Quarante-six personnages élégants, hommes, femmes et enfants, se promènent sous une tonnelle de glycines, dont la floraison a lieu au printemps. Les activités festives et les divertissements des Japonais sont souvent liés à la nature et aux saisons (cerisiers en fleurs, fête des iris, fête des chrysanthèmes, des étoiles, de la lune).
Cette procession, que l’on devine discontinue à droite, est animée par des conversations suggérées par les attitudes et les gestes des promeneurs. Dans la scène centrale, un homme porte un sambô, plateau utilisé pour les offrandes votives, sur lequel est inscrit le chiffre 1.
Shunchô s’est plu à représenter ce lieu de promenade attrayant, assuré de séduire une clientèle qui conserverait, par l’image, le souvenir d’un de ses loisirs saisonniers.
Mais c’est aussi un véritable défilé de mode printanière offert aux amateurs d’une manière plaisante. L’artiste rythme la composition, qui se déroule horizontalement, à l’imitation d’un rouleau, par les dimensions des figures, les couleurs, les ombrelles, les motifs des kimonos et obi. De plus, il est sensible aux nuances sourdes imposées par la loi et en joue avec talent.
En effet, dans la seconde moitié du 18e siècle, le luxe fut réprimé et cela eut des incidences décoratives et stylistiques sur les motifs des soieries et des kimonos.

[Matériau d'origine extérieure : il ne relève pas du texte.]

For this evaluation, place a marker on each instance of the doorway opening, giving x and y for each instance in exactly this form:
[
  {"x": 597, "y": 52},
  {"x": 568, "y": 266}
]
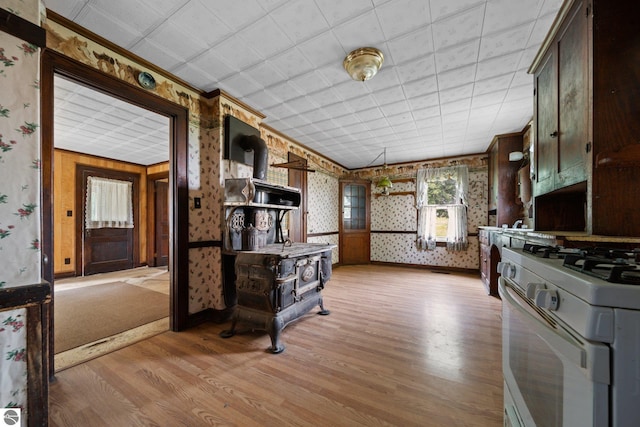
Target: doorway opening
[{"x": 56, "y": 67}]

Il fut de bon ton de porter des vêtements unis, aux couleurs sobres, à rayures ou à motifs géométriques. L’attention se porta sur les revers des sous-vêtements et des manches, la largeur du obi, autant de détails qui permirent de souligner et de rehausser la simplicité des costumes par des correspondances subtiles de couleurs et de lignes. L’élégance discrète devint le critère de la distinction et du bon goût. (G. L.)
Élève de Shunshô, Katsukawa Shunchô fit partie comme lui de l’école Katsukawa, spécialisée dans les représentations de yakusha-e. Très sensible à la beauté féminine, il se tourna vers les bijin-ga et se rapprocha du style de Kiyonaga, son contemporain, tout en se singularisant. Il n’idéalise pas autant ses modèles.
Ces diptyques, triptyques et pentaptyques d’ôban sont des chefs-d’œuvre du genre.
L’utilisation d’une gamme restreinte de couleurs délicates, conforme aux lois somptuaires promulguées entre 1787 et 1793, maniée avec un sens aigu de l’harmonie et de la lumière, confère à ses œuvres une douceur et une subtilité très poétique.
© Bibliothèque nationale de France
Le Japon à l’époque d’Edo (1603-1868)
L’époque d’Edo correspond au gouvernement des Tokugawa, qui siégea pendant plus de deux siècles et demi. Après d’interminables guerres civiles entretenues par des clans rivaux, et des soulèvements politiques, à la fin du 16e et au début du 17e siècle, Ieyasu Tokugawa reçut, en 1603, le titre de shogun (généralissime), de l’empereur, qui résidait à Kyôto, capitale administrative du pays jusqu’en 1868. Il instaura un gouvernement militaire (bakufu), siégeant à Edo, et exerça son pouvoir sur 270 daimyô, seigneurs de domaines provinciaux. La succession héréditaire assura une stabilité politique au pays, qui connut, dans l’ensemble, une période de paix et de prospérité économique, accompagnée d’un bouleversement culturel.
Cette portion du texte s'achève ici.